I have also experienced feelings of uncertainty and fear at various points since we’ve first arrived in Makupo. For example, the first time I encountered a “sausage bug” in the house I’m staying in, I was a little startled. Luckily Professor Stonebanks came to my rescue, explained how these insects are harmless and he gently scooped it up in his hands and released it the wild. I’ve since become an expert at catching and releasing these critters that seem to make their way into my house in the evening. I also had a close encounter with a six inch worm-like creature (it was actually a millipede) that was hiding behind the wipes that I reached for in the outhouse. It scared the ‘begeegees’ out of me! I ran out of the outhouse in a panic and went looking for Dr. Stonebanks. Thankfully it turned out to be the harmless type, unlike its distant relative which apparently has fangs and bites. I mustered up the courage to hold it in my hands and then set it free. Most recently, I discovered a spider spinning a web between two posts outside my house. At first it was thought to be a harmless spider despite it’s scary looking legs, but it was later confirmed by the Chief that in fact it was a poisonous spider and had and had to be killed. Another scary moment for me was during one evening, shortly after we arrived in the village, when I was walking from my house to the student lodge in the pitch dark. Unfortunately,I took the wrong path and realized I had no clue where I was. At the very moment I was feeling stressed one of the security guards who figured out that I was going the wrong way escorted me to the lodge.
Finally, I’ve also experienced feelings of intrigue in relation to the many new things I have witnessed and experienced. For example, it was interesting to eat goat and nsima for the first time, as well as bathe (and wash my hair) with a simple bucket of water in an outside bath house.
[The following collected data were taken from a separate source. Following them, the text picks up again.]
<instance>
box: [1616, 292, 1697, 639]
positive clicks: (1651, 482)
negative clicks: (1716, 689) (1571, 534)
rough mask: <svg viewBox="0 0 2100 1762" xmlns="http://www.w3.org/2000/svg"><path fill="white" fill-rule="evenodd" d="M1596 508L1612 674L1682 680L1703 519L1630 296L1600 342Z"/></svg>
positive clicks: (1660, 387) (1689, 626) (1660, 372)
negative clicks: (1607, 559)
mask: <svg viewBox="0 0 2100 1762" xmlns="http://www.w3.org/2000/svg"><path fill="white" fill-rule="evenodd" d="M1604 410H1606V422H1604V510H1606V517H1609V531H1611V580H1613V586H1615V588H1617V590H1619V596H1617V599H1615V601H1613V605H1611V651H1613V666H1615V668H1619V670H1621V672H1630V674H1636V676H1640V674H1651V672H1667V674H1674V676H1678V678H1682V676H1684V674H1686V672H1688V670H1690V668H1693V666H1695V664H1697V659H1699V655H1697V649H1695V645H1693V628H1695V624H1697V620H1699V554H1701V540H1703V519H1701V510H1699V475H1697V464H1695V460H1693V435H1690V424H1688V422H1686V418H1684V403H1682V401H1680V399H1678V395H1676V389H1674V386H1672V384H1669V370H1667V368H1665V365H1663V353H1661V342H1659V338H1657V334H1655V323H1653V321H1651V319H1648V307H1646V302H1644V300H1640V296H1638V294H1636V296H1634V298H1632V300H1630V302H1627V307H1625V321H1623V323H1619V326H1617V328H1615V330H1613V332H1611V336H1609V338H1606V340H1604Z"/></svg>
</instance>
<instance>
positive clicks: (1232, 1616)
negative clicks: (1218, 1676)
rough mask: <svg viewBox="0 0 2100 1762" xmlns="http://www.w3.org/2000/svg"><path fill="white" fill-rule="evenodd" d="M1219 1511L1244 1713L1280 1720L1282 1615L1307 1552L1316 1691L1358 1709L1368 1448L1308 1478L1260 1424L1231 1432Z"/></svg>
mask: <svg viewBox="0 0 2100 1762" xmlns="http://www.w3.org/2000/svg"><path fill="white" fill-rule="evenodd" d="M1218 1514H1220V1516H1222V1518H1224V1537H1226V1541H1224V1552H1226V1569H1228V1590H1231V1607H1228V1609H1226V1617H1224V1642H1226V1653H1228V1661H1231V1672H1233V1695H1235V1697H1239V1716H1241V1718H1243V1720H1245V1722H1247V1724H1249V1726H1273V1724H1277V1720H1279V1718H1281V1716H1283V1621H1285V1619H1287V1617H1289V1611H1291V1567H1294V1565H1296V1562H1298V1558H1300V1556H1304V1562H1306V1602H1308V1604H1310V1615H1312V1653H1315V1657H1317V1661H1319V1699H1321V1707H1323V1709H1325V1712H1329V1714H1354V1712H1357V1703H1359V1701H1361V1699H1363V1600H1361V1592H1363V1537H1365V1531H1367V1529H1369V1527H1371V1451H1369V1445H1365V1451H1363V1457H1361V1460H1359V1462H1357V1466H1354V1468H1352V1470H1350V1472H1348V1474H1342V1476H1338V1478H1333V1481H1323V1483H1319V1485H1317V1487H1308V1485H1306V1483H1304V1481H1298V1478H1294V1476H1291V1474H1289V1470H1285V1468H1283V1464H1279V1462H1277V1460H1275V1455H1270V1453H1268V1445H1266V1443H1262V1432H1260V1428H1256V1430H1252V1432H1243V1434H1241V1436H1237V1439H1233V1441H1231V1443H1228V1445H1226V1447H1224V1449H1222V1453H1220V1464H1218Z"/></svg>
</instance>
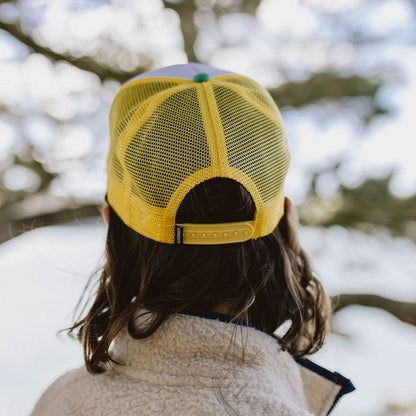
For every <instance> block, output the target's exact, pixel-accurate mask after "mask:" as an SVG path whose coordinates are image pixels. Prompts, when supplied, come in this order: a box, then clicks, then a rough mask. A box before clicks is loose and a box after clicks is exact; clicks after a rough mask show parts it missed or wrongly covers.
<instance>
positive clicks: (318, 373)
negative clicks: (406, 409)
mask: <svg viewBox="0 0 416 416" xmlns="http://www.w3.org/2000/svg"><path fill="white" fill-rule="evenodd" d="M181 313H182V314H183V315H191V316H198V317H200V318H206V319H213V320H218V321H221V322H225V323H229V322H230V321H231V320H233V318H234V317H233V316H232V315H226V314H223V313H219V312H210V311H200V312H194V313H188V312H186V313H185V312H181ZM233 323H235V324H237V325H243V326H246V327H247V326H248V327H250V328H254V329H257V330H258V331H261V332H264V333H265V334H267V335H270V336H271V337H273V338H274V339H276V340H277V341H278V342H279V343H280V338H279V337H278V336H276V335H275V334H273V333H272V332H269V331H266V330H264V329H262V328H261V327H259V326H258V325H256V324H255V323H254V322H250V321H247V320H246V319H243V318H237V319H234V320H233ZM293 359H294V360H295V361H296V362H297V363H298V364H299V365H301V366H303V367H305V368H307V369H308V370H310V371H313V372H314V373H317V374H319V375H320V376H322V377H324V378H326V379H327V380H330V381H332V382H333V383H335V384H338V385H339V386H341V390H340V391H339V392H338V394H337V396H336V397H335V400H334V403H333V404H332V406H331V408H330V409H329V411H328V413H327V414H328V415H329V414H330V413H331V412H332V410H333V409H334V407H335V405H336V404H337V403H338V401H339V399H340V398H341V397H342V396H343V395H344V394H347V393H351V392H352V391H354V390H355V387H354V385H353V384H352V382H351V380H349V379H348V378H346V377H344V376H343V375H341V374H340V373H337V372H336V371H335V372H332V371H329V370H327V369H326V368H324V367H321V366H320V365H318V364H316V363H314V362H313V361H311V360H309V359H307V358H304V357H293Z"/></svg>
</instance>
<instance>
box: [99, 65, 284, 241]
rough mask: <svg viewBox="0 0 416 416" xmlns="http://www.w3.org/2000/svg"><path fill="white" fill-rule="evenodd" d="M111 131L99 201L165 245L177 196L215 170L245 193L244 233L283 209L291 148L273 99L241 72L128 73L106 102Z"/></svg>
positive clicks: (283, 210)
mask: <svg viewBox="0 0 416 416" xmlns="http://www.w3.org/2000/svg"><path fill="white" fill-rule="evenodd" d="M194 65H195V64H194ZM178 66H179V65H176V67H178ZM184 66H185V65H184ZM201 66H202V65H201ZM204 67H208V66H204ZM168 68H169V67H168ZM208 68H213V67H208ZM198 69H199V68H198ZM214 69H215V70H216V71H219V70H218V69H216V68H214ZM187 70H189V68H187ZM205 72H208V71H205ZM208 73H209V72H208ZM216 73H218V72H216ZM205 78H206V77H205ZM205 78H203V79H205ZM110 136H111V143H110V151H109V155H108V160H107V172H108V188H107V198H108V202H109V203H110V205H111V206H112V208H113V209H114V210H115V211H116V213H117V214H118V215H119V216H120V218H121V219H122V220H123V222H124V223H125V224H126V225H128V226H129V227H131V228H132V229H134V230H135V231H137V232H138V233H140V234H142V235H144V236H146V237H148V238H151V239H153V240H156V241H159V242H164V243H174V241H175V240H174V238H175V217H176V212H177V210H178V208H179V206H180V204H181V202H182V200H183V198H184V197H185V196H186V194H187V193H188V192H189V191H190V190H191V189H192V188H193V187H194V186H196V185H197V184H199V183H200V182H203V181H205V180H208V179H211V178H214V177H225V178H231V179H234V180H236V181H238V182H240V183H241V184H242V185H244V186H245V188H246V189H247V190H248V192H249V193H250V194H251V196H252V198H253V200H254V202H255V205H256V214H255V218H254V219H253V222H252V226H253V232H252V233H251V232H250V235H249V237H248V238H258V237H261V236H264V235H267V234H269V233H271V232H272V231H273V229H274V228H275V227H276V225H277V223H278V221H279V220H280V218H281V216H282V215H283V212H284V191H283V183H284V179H285V176H286V173H287V170H288V167H289V163H290V153H289V149H288V147H287V143H286V139H285V136H284V131H283V127H282V122H281V117H280V113H279V110H278V108H277V106H276V104H275V102H274V101H273V99H272V97H271V96H270V94H269V93H268V92H267V90H266V89H264V88H263V87H262V86H260V85H259V84H258V83H256V82H255V81H253V80H251V79H250V78H247V77H245V76H242V75H238V74H233V73H224V74H222V75H216V76H214V77H211V78H209V79H207V80H205V81H203V82H195V81H193V80H192V79H183V78H177V77H174V76H173V77H169V76H166V75H164V76H157V77H153V76H150V77H149V76H148V77H146V76H141V77H138V78H137V79H133V80H131V81H129V82H127V83H126V84H125V85H124V86H123V87H122V88H121V89H120V90H119V91H118V93H117V95H116V96H115V98H114V100H113V103H112V106H111V110H110ZM246 234H247V233H246ZM245 239H247V238H245ZM184 242H185V243H186V238H185V241H184ZM228 242H229V241H228ZM211 244H212V242H211Z"/></svg>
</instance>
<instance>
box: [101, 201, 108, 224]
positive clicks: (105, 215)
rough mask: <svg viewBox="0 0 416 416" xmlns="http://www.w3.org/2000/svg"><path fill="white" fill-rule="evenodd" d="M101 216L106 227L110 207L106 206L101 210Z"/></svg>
mask: <svg viewBox="0 0 416 416" xmlns="http://www.w3.org/2000/svg"><path fill="white" fill-rule="evenodd" d="M101 215H102V216H103V219H104V221H105V223H106V224H107V225H108V223H109V222H110V207H109V206H108V205H106V206H105V207H104V208H103V209H102V211H101Z"/></svg>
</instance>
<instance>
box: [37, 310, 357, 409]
mask: <svg viewBox="0 0 416 416" xmlns="http://www.w3.org/2000/svg"><path fill="white" fill-rule="evenodd" d="M207 316H208V315H205V316H204V317H203V316H194V315H184V314H175V315H172V316H170V317H169V318H168V319H167V320H166V321H165V322H164V323H163V324H162V325H161V326H160V327H159V328H158V329H157V330H156V332H155V333H153V334H152V335H151V336H150V337H148V338H145V339H141V340H136V339H133V338H131V337H130V336H129V335H128V333H127V330H126V329H124V330H122V331H121V332H120V333H119V334H118V335H117V337H116V338H115V340H114V341H113V345H112V350H111V351H112V356H113V357H114V358H115V359H116V360H121V361H122V362H124V363H125V364H126V365H115V364H111V367H110V366H108V367H107V371H105V372H104V373H101V374H96V375H92V374H89V373H88V372H87V371H86V369H85V367H84V366H82V367H81V368H79V369H75V370H72V371H69V372H67V373H65V374H64V375H62V376H61V377H59V378H58V379H57V380H56V381H55V382H54V383H52V384H51V385H50V386H49V387H48V389H47V390H46V391H45V392H44V393H43V395H42V396H41V397H40V399H39V400H38V402H37V404H36V405H35V408H34V409H33V411H32V413H31V416H133V415H134V416H148V415H149V416H150V415H152V416H156V415H160V416H162V415H163V416H165V415H166V416H168V415H169V416H188V415H189V416H191V415H192V416H194V415H198V416H214V415H215V416H218V415H240V416H257V415H281V416H295V415H296V416H310V415H316V416H322V415H327V414H328V412H329V411H330V409H331V408H332V407H333V405H334V403H335V401H337V400H338V399H339V397H340V396H341V395H342V394H344V393H347V392H349V391H352V390H353V389H354V387H353V386H352V384H351V383H350V381H349V380H348V379H345V378H344V377H342V376H341V375H339V374H338V373H330V372H329V371H328V370H325V369H323V368H321V367H319V366H316V365H315V364H313V363H311V362H309V361H308V360H301V361H299V362H297V361H295V360H294V359H293V358H292V356H291V355H290V354H289V353H287V352H284V351H282V349H281V347H280V346H279V343H278V341H277V339H276V338H275V337H273V335H272V334H268V333H265V332H263V331H260V330H258V329H256V328H254V327H252V326H246V325H241V324H240V325H237V324H235V323H227V322H224V321H226V320H227V319H228V318H227V319H224V317H227V315H220V314H214V316H210V317H207ZM137 323H138V324H140V322H139V321H137ZM248 324H249V323H248ZM249 325H251V324H249ZM243 356H244V361H243V362H241V358H242V357H243ZM307 367H309V368H307ZM316 371H318V372H316ZM319 373H320V374H319ZM330 379H332V380H330Z"/></svg>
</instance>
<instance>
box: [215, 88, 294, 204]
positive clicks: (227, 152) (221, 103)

I’ve been intrigued by how the village woman cook over a fire and make the most delicious meals and how they carry water in buckets on their heads without ever spilling a drop, and how bricks are made with water and sand and laid out in the sun to dry.
It’s been an interesting and wonderful experience so far, and I hope to continue to share with all of you some of my experiences, as we move forward with this brilliant project and continue on this very special journey.